The fish combos will satisfy anyone with a hankering for fried seafood. For $12, catfish, tilapia, and shrimp are offered in any combination you prefer and come with any two sides. The kitchen managed to fry everything crisp and golden, without any greasiness.
Finish off your meal with red bean ice cream, flan, or a pair of beignets (desserts $3.25). The fried dough, soft and warm with a generous covering of powdered sugar, was a big hit with the kids.
My quibble with the menu is that it is heavy on the deep-fried, but light on fresh Southeast Asian offerings. Le said they’ve heard that complaint and are in the process of adding 10 dishes to the menu. Among them will be clear noodles stir-fried with crab meat, string beans sauteed with shrimp paste, beef-wrapped betel leaves, and banh mi (Vietnamese sandwich).

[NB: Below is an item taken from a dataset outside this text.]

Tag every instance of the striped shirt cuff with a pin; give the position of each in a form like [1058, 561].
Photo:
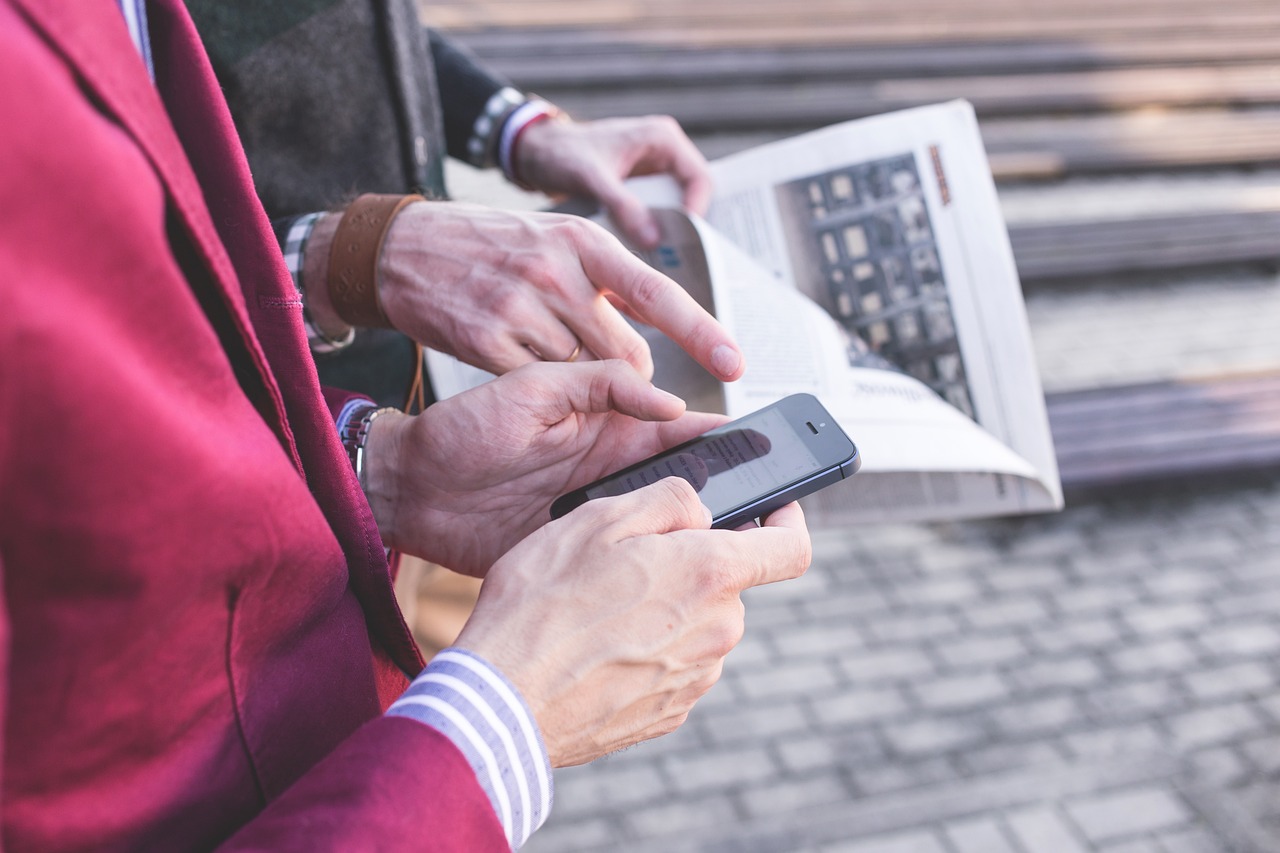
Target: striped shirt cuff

The addition of banh mi makes sense, since Le also owns the popular Mike’s Banh Mi on Harrison Avenue in Boston’s Chinatown. The family also runs the Ba Le sandwich shops, two of which are in Dorchester, and a third is in the Kam Man Marketplace in Quincy. Area residents who have enjoyed the fresh, clean favors of Vietnamese sandwiches will rejoice that the option will soon be available in Randolph.
Le said he doesn’t plan to offer pho, the famous Vietnamese noodle soup, because Randolph already has a great pho place, Pho So 1 Boston, nearby in the Shaw’s plaza. But he’s considering offering hot pot if the town’s fire code allows it.
The restaurant has a full bar and a function room with a stage that is used for karaoke and live music. Le believes town officials have been wary of the restaurant because of the building’s history as a troubled nightclub. While operating as the Vault Room and the Copa Grand Oasis, the place was the scene of stabbings and fights and required frequent visits by police. The nightclub was transformed to the Hearth Stone restaurant in July 2009.
Le, who lives in Braintree, said Randolph’s diversity makes it an ideal location for an Asian/Cajun family-friendly place, and hopes to buy the building once the restaurant is more established. His first step in that direction is to request approval to install a more prominent sign on Main Street.
“We have a firm belief that a good, honest business will do well,’’ said Le.